## Generalities

The Riecoin protocol must ensure that the rate of found blocks remain constant (in average, the time between blocks should be 150 s). If more miners join, the blocks must be made harder in order to compensate the increased mining power, otherwise blocks would be found faster. Conversely, if some leave the network, the difficulty must be lowered. This is the role of the difficulty adjustment algorithm.

In Riecoin Core, the DAA is defined in the pow.cpp source file.

It is important to note that the Riecoin difficulty is not linear, in the sense that if it doubles, it does not take two times more mining power to find blocks at the same time, but rather about ${\displaystyle 2^{k+2.3}}$ times (the constellation power), ${\displaystyle k}$ being the constellation length.

## Before the second hard fork

The original Riecoin DAA is the same as Bitcoin's, but with a faster adjustment every 288 blocks (about 12 h in Riecoin) instead of 2016 (14 days in Bitcoin). The mining power is estimated to be proportional to the difficulty to the power ${\displaystyle k+3}$.

Every 288 blocks,
${\displaystyle D=\lfloor {\lfloor {\frac {T{D_{0}}^{k+3}}{T^{*}}}\rfloor }^{\frac {1}{k+3}}\rfloor }$
${\displaystyle D_{0}}$ is the old difficulty, ${\displaystyle D}$ is the new difficulty, ${\displaystyle T^{*}=43200}$ is the target duration for 288 blocks, and ${\displaystyle T}$ is the actual elapsed time between the first and the last block of the latest 288 blocks period (computed using the difference of their timestamps).
If ${\displaystyle T}$ is over or below ${\displaystyle T^{*}}$ by a factor 4, it is clipped to ${\displaystyle 4T^{*}}$ or ${\displaystyle {\frac {1}{4}}T^{*}}$, except for the first 576 blocks. The minimum difficulty is 304 (600 in Testnet).
In Testnet, if no block were found since 10 minutes, the difficulty is lowered to the minimum for the next block.

At the first hard fork, superblocks were introduced and added some modifications to the DAA. They are removed in the second hard fork.

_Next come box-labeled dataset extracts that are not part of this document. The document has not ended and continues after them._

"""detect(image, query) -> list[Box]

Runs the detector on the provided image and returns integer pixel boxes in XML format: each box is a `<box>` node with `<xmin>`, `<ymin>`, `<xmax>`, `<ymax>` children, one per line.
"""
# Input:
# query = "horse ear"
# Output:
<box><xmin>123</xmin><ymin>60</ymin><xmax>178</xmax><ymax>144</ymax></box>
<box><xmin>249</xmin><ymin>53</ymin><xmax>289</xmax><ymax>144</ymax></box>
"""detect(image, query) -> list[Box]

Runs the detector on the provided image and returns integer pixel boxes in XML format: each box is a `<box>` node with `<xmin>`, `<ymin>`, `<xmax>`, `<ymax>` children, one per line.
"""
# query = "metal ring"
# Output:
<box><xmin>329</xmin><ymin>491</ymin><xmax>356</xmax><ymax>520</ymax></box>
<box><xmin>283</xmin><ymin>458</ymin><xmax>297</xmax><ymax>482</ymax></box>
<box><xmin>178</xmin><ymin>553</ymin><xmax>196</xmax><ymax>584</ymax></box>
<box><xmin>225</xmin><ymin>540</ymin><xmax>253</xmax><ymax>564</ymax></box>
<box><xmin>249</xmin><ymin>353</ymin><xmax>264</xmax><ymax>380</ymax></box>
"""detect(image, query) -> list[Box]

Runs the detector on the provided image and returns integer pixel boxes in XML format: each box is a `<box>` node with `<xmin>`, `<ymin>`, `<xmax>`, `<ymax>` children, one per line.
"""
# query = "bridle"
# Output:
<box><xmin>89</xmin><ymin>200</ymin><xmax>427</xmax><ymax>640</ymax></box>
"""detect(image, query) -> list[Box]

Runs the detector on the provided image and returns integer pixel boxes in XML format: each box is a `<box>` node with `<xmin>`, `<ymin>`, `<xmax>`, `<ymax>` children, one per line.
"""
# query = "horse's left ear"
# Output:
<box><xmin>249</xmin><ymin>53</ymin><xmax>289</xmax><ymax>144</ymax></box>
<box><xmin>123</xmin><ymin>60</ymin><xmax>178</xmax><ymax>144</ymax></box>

## Starting from the second hard fork

The DAA is based on ASERT and the mining power is now estimated to be proportional to the difficulty to the power ${\displaystyle k+2.3}$. This DAA updates every block, with the next difficulty only basing on the time taken to find the previous one. One way to implement ASERT is to apply the formula

${\displaystyle {D_{n+1}}'={D_{n}}'\exp({\frac {1-{\frac {T_{n}}{T^{*}}}}{N}})}$
${\displaystyle {D_{n+1}}'={D_{n+1}}^{k+2.3}}$ and ${\displaystyle {D_{n}}'={D_{n}}^{k+2.3}}$ are the linearized difficulties (required mining power is proportional to them); ${\displaystyle D_{n+1}}$ and ${\displaystyle D_{n}}$ are simply the new difficulty and the difficulty of the previous block. ${\displaystyle T_{n}}$ is the time taken to find the previous block and ${\displaystyle T^{*}=150{\text{ s}}}$ is the target average time between blocks. ${\displaystyle N}$ is an arbitrary smoothing value, the higher it is, the smoother the adjustment will be, but the slower the DAA will react to mining power changes. In Riecoin, ${\displaystyle N=64}$.

This can be rewritten as

${\displaystyle D_{n+1}=({D_{n}}^{k+2.3}\exp({\frac {1-{\frac {T_{n}}{T^{*}}}}{N}}))^{\frac {1}{k+2.3}}=D_{n}\exp({\frac {1-{\frac {T_{n}}{T^{*}}}}{N(k+2.3)}})}$

As it takes small values, the exponential can be well approximated with

${\displaystyle \exp(x)\approx 1+x}$ (for x small)

Giving

${\displaystyle D_{n+1}=D_{n}(1+{\frac {1-{\frac {T_{n}}{T^{*}}}}{N(k+2.3)}})}$
Sometimes, the approximated ASERT is called EMA.

To reduce rounding errors, a factor ${\displaystyle f=65536}$ is introduced to some places of the formula to amplify intermediate values. Also, the 2.3 value is handled as a fraction. Below is how the DAA is implemented in Riecoin, without using any floating point arithmetic that may cause consistency issues across various systems.

difficulty = (previousDifficulty*(65536LL + 10LL*(65536LL - 65536LL*previousSolveTime/params.nPowTargetSpacing)/(N*cp)))/65536LL

The DAA change came with much stricter block timestamp limits. A block timestamp must be at most 15 s earlier than the previous one, and 15 s after the current time. In addition to this, nodes do not connect to peers with a time offset of more than 5 s. If it took more than 30 minutes to find the previous block, the solve time is clipped to 30 minutes.